La spartana educazione delle anatre

Anatre tombino

Gioventù è avventurarsi per il mondo camminando a becco alto senza un’idea chiara della propria meta, eppure certi di raggiungerla, alla fine. Un piede dopo l’altro sull’asfalto della contentezza, in mezzo a ostacoli tangibili e concreti: come il marciapiede, la grondaia ed il tombino. Dura la vita di un piccolo anattroccolo! Sia questo bello, oppure brutto. La statura resta uguale, in relazione agli incidenti di percorso dell’improvvido destino. È la madre, piuttosto, che fa la differenza. Fra tutte le caratteristiche della macrofamiglia anatidae, la più famosa è certamente questa naturale conseguenza dell’imprinting. Il modo in cui, dopo la schiusa, un’intera nidiata di pulcini impara presto a camminare, ben sapendo che altrimenti non avrà futuro. Perché già mentre cade a terra il primo pezzo del sottile guscio d’uovo, la spietata genitrice si ricorda di un impegno altrove.
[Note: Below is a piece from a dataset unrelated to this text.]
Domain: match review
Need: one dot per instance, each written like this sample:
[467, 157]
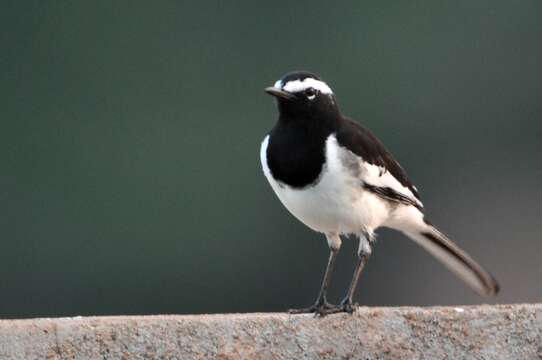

E tutti gli altri piccolini, dondolanti e resi miopi dalla luce forte dell’estate, devono seguire quella piuma ritta sulla coda della dama starnazzante, la bandiera di una sicurezza relativa. Che metafora per la vicenda umana! Si dice che gli uccelli siano assai devoti ai propri figli. Vedi la rondine che nutre la nidiata, rigurgitando allegramente nella bocca dei suoi pargoli affamati. Oppure il pellicano con il pesce nella pappagorgia, pronto a cederlo, se necessario. E certamente lei, la mamma con il seguito di piedi-gialli che si affrettano a seguirla, è un’immagine davvero affascinante. Che sottintende protezione, amorevole attenzione. L’anatra, come la gallina, sa contare. Però è distratta e non considera le problematiche ambientali. Il che significa che dove passa lei, ovviamente, passeranno pure i suoi pulcini, giusto, quack? Un presupposto che non regge all’implacabile evidenza. Le dimensioni contano, eccome. Soprattutto negli ambienti concepiti per la vita urbana, ricchi di connotazioni non immediate, per un cervello ad ogni modo piccolo, adatto per la vita di palude. Dove non ci sono, buchi. In questo video di Tommy Allen si dimostrano le estreme conseguenze della forza di gravità ed il modo in cui, dove ben poggia il piede dell’uccello adulto, non per questo i figli possano evitare di sparire in un secondo. Persi, forse per sempre, al mondo delle cose vive o illuminate.
È una storia tragica, ma seguitela fino in fondo. Ha un lieto fine. Si svolge, assai probabilmente, in un centro abitato di regioni temperate degli Stati Uniti. Dove non è insolito, né sorprendente, che pianeti come questi, di un’anatra con i suoi dodici satelliti, traccino la loro orbita sbadata. Tanto che, nel momento del bisogno, la gente è lieta di ristabilire il flusso più auspicabile delle cose.